C++ (as opposed to C) is a devoted lvalue-preserving language: it strives to painstakingly preserve the "lvalueness" of an expression whenever it is possible.
It is very easy to preserve the "lvalueness" of pre-increment: just increment the operand and return it as an lvalue. Done. The returned lvalue will contain exactly the result it is supposed to contain: the new (incremented) value of the operand.
And at the same time it is virtually impossible to preserve "lvalueness" of post-increment: by definition, the result of post-increment is the old (original) value of the operand. If you attempt to return an lvalue from post-increment, you will have to somehow simultaneously ensure two things: 1) the lvalue is incremented, 2) the calling code sees the old value when it looks into that same lvalue (!). This combination of requirements is so contradictory that is basically impossible to implement in C++ object model.
In order to implement the proper post-increment behavior one has to make sure that the calling code does not look directly into the operand, but rather looks into some conceptual or physical "proxy" that makes the calling code to "see" the old value of the operand.
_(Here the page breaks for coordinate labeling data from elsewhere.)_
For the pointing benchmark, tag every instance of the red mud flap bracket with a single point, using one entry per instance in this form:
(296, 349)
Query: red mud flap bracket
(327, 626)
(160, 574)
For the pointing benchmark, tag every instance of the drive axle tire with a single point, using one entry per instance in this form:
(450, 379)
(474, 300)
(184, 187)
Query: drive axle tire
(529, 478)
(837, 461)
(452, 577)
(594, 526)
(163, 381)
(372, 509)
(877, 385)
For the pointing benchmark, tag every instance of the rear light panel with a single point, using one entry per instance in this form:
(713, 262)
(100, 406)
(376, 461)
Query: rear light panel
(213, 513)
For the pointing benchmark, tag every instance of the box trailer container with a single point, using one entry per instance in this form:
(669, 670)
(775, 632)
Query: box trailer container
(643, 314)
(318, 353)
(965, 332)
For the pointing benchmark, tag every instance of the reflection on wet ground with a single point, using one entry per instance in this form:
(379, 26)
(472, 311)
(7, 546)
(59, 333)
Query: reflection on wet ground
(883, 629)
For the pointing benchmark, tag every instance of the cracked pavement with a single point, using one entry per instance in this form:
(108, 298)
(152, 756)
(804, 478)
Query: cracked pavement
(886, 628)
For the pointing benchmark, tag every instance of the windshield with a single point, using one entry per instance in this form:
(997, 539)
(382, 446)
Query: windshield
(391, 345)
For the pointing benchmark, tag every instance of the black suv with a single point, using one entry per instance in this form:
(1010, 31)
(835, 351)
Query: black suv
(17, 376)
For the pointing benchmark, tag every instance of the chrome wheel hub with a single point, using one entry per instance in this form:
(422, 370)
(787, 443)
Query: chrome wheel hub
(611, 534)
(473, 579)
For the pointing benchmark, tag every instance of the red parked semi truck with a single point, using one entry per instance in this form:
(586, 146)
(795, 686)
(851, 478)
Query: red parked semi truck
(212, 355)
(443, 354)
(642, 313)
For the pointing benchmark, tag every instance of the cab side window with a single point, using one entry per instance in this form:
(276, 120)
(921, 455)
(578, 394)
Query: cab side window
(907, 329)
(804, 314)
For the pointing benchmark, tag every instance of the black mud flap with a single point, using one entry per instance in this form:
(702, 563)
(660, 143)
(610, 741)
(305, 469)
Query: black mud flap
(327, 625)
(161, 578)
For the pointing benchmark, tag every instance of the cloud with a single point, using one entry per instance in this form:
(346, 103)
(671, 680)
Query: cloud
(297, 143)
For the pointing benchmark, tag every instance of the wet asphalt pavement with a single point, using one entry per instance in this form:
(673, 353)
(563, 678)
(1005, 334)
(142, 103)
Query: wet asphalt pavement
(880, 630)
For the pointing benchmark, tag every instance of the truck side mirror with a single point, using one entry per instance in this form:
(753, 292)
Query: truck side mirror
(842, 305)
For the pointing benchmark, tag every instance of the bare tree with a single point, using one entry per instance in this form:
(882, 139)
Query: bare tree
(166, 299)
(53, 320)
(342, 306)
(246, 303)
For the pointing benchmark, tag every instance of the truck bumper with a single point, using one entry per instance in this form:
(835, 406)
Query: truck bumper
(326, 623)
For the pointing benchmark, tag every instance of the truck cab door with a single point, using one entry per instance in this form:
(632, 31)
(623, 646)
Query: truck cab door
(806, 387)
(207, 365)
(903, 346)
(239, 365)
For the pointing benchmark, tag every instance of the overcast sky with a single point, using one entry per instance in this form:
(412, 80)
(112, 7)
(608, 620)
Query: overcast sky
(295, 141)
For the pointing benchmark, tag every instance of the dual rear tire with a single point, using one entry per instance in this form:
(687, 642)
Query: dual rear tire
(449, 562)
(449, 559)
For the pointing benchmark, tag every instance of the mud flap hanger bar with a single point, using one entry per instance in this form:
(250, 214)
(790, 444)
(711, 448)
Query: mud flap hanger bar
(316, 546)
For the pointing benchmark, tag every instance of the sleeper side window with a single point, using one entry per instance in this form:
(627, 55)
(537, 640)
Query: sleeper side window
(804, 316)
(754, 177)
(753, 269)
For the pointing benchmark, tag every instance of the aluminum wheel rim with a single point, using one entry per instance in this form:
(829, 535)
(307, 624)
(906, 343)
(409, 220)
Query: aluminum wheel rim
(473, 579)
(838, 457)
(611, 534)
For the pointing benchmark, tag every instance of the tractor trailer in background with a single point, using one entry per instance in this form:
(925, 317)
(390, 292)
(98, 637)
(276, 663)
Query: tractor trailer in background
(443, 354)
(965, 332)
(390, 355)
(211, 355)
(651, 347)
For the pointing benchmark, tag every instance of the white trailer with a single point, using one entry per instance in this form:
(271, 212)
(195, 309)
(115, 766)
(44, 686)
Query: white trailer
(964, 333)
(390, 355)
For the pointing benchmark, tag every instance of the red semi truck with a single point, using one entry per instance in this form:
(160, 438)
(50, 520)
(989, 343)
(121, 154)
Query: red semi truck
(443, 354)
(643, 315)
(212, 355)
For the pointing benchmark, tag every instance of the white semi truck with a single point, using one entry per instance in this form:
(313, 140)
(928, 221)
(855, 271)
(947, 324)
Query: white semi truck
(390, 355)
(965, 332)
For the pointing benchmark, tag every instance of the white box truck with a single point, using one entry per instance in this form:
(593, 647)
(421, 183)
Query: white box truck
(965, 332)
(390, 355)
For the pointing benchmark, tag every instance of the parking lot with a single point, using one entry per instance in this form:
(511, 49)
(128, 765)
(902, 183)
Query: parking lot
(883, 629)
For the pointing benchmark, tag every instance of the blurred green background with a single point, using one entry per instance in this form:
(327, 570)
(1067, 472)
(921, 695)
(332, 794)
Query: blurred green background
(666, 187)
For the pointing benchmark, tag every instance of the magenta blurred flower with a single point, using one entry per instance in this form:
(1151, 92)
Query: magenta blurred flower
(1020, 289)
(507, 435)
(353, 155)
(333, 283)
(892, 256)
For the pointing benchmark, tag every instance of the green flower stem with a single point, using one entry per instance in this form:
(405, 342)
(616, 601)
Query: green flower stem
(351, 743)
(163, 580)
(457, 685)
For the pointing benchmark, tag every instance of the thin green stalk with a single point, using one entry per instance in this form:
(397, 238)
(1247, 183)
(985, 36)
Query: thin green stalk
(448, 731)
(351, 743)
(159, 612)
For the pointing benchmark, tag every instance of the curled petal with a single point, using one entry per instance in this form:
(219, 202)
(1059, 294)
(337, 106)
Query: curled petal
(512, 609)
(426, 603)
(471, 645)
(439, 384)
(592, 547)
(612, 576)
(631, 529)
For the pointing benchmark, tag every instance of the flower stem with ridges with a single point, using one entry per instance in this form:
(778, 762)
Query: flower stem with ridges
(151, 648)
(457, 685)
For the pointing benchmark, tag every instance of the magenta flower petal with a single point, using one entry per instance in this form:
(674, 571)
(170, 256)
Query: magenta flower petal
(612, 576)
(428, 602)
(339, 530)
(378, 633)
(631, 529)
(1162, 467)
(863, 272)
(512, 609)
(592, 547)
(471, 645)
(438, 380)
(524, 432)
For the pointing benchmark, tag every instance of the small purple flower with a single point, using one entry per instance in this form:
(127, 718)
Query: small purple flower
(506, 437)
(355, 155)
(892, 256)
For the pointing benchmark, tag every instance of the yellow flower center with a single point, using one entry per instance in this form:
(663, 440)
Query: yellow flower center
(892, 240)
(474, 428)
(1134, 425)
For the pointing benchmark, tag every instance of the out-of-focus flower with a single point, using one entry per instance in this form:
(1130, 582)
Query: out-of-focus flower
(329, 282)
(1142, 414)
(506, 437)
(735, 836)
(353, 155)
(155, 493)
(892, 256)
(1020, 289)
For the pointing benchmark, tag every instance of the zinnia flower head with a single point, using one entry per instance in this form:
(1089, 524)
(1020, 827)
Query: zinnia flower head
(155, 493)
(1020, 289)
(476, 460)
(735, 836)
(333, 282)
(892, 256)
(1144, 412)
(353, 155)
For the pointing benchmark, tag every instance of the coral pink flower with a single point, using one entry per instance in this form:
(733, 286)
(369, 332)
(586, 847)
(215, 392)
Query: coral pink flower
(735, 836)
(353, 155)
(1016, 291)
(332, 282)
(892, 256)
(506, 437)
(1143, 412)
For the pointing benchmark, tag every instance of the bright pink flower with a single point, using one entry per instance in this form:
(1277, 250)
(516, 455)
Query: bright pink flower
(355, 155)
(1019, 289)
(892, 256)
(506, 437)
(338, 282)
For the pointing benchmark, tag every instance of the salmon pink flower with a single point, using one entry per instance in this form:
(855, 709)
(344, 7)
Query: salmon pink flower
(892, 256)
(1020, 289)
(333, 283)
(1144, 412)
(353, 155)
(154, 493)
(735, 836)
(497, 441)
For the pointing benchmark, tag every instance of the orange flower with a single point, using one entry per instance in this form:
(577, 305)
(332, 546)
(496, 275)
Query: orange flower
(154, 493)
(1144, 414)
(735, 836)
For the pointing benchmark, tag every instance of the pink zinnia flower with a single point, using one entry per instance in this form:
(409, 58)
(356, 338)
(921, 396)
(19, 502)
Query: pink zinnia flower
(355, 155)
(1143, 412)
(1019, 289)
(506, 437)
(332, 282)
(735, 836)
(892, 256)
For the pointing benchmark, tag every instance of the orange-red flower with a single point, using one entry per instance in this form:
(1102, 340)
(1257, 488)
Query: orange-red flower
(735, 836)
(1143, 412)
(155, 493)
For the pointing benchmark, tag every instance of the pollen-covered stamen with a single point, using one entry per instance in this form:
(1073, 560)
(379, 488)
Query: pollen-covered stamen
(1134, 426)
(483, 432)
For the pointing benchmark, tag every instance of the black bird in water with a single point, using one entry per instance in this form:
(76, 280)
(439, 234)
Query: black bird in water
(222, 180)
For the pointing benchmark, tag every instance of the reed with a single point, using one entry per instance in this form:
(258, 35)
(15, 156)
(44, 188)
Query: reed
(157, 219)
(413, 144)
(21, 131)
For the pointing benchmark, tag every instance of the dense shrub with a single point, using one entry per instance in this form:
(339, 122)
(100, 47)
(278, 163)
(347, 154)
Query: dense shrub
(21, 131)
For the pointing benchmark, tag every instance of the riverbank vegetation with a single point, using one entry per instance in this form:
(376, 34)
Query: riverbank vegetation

That proxy might be a temporary object that holds the old value. Or that proxy might be something that generates the old value on the fly by subtracting 1
from the new value. In any case, that proxy is what prevents the calling code from accessing the original lvalue.
This is why C++ takes advantage of the easily achievable opportunity to preserve "lvalueness" of pre-increment, but concedes to the impossibility to achieve the same with post-increment. In case of post-increment it is just not worth the effort to deviate from classic standard C behavior, which tends to discard "lvalueness" quickly and happily.